I wouldn’t be so sure about that, I thought. The truth was, even if he’d been remotely appealing, I’d have steered clear. Me and guys didn’t seem to mix well. I’d had a few hook-ups over the years, but nothing that had gone past second base. As soon as things took a hot and heavy turn, a strange sensation rose up inside me. Like claws digging into my innards. And I’d suddenly feel as if I could rip the guy apart.

As if maybe I wanted to.

There’s nothing like visions of gruesome murder to put a damper on your libido.

That wasn’t the only time I felt the stirring of those claws inside me. The greasy guy tapped me on the shoulder with a smirk, and a prickle crept up over my ribs. The picture he was presenting snapped together into sudden focus. I could almost taste his bruised ego in its sauce of desperation.

“I’m not any more interested than your ex is,” I said, and took a sip of my Bloody Mary. “So how about you leave both of us alone?”

The guy’s face turned sallow. “Bitch,” he muttered. He snatched his drink off the counter and stalked away.

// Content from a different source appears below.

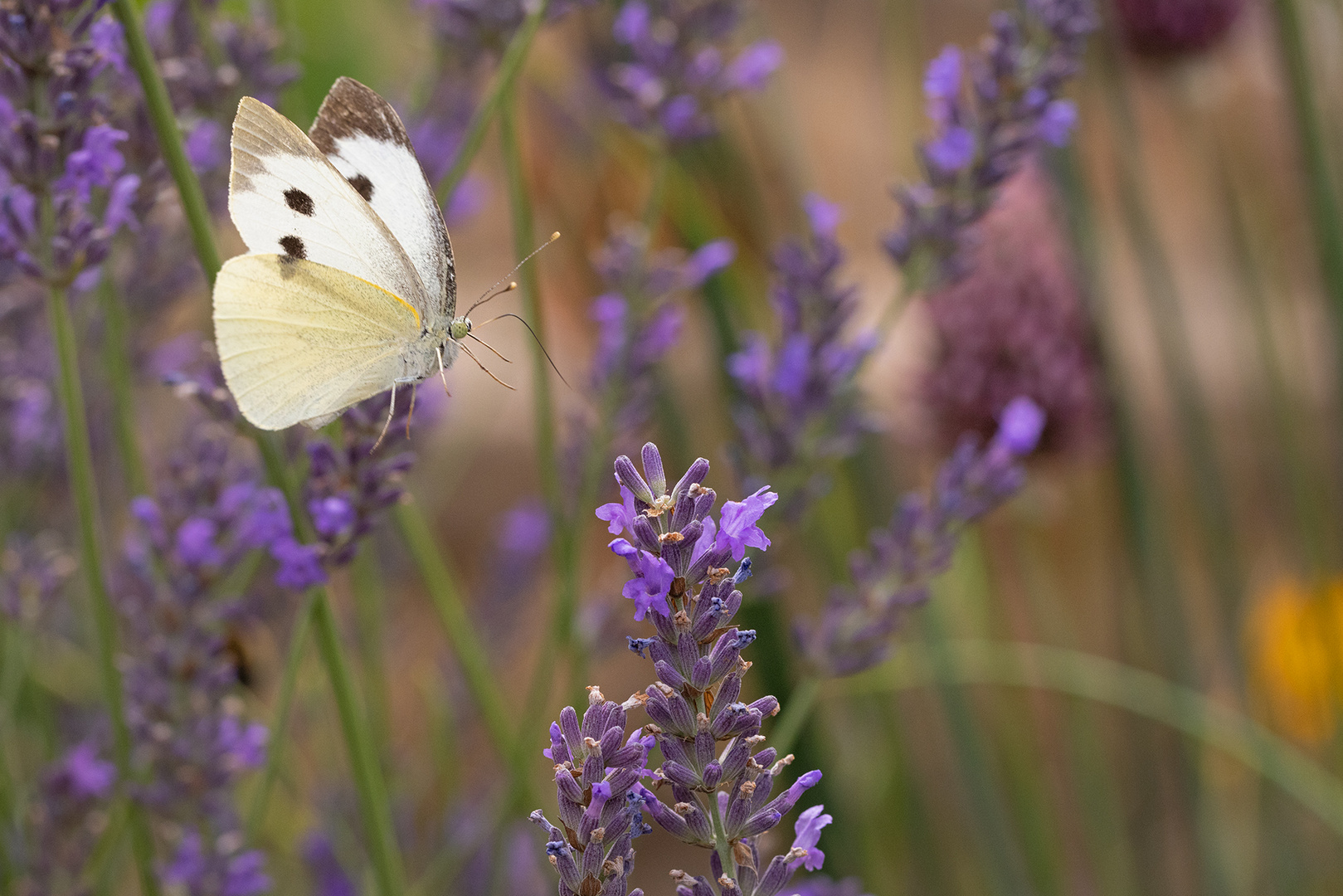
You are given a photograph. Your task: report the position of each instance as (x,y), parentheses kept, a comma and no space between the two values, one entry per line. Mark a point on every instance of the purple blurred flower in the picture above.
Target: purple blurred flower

I swallowed another mouthful of the spicy, tomatoey cocktail. The bartender had made sure it packed a good wallop, exactly the way I wanted. Enough to wash away most of the discomfort of that encounter.

My phone vibrated in my pocket. I pulled it out and smiled when I saw the name on the screen. “Hey, Kylie!” I said. “Are you really supposed to be making calls in the middle of your shift?”

“I made a deal with my supervisor that I’d cut out early tonight in exchange for an extra long shift tomorrow,” my best friend said in her chirpy voice. “Birthday surprise! Where are you, Ren? We need to rock tonight, hard.”

I laughed. Maybe this was what I really needed. Mom was long gone, doing whatever had been more important than sticking with her only kid, and of course no piece of jewelry was going to bring her back. But I didn’t need her anymore. I’d gotten through the last seven years alive if not completely unscathed, and now Kylie and I had finally scrounged together enough money to put a down payment on an apartment.

It was a crappy apartment, on a street so seedy there were more weeds than concrete on the sidewalks, but it had four walls and a ceiling with no holes. It had a door with a lock, and only we had the keys. These days, that was heaven.

Kylie normally worked the evening and early night shift cashiering and stocking shelves at a rundown grocery store in the ‘hood. I’d be back hauling boxes at my warehouse job tomorrow morning. No fun, but whatever paid the bills. And I could sleepwalk through the job, so I didn’t need to worry about a hangover.

I turned around one of the coasters sitting on the counter to check the bar’s name. “I’m at a place called Carmello’s,” I said. “It’s on 5th Ave a few blocks from the park. But I can meet you wherever.”

“No, no,” Kylie said. “I’m coming to get you. And then I’m taking you on one epic adventure, little girl.”

“I’ll hold you to that promise,” I said. Not that I had any doubt Kylie would deliver. She was only a couple years older than me, but when I’d first run into her a few years back, that had seemed like a much bigger gap than it did now. She’d looked out for me as much a big sister as a friend.

Carmello’s would definitely be too much of a snore for her to want to stick around here. I gulped some more of my Bloody Mary so I’d be finished before she showed up.

The door sighed open, too early for it to be Kylie already. My heart leapt despite the talking-to I’d given myself. But it definitely wasn’t my mom walking in.

The guy looked young, maybe mid-twenties, but there was a confidence in the way he prowled into the bar that seemed to carry the weight of a lot more experience. His round face was broken by the jut of sharp cheekbones—not exactly handsome, but definitely memorable. His hazel eyes swept the room and came to rest on me.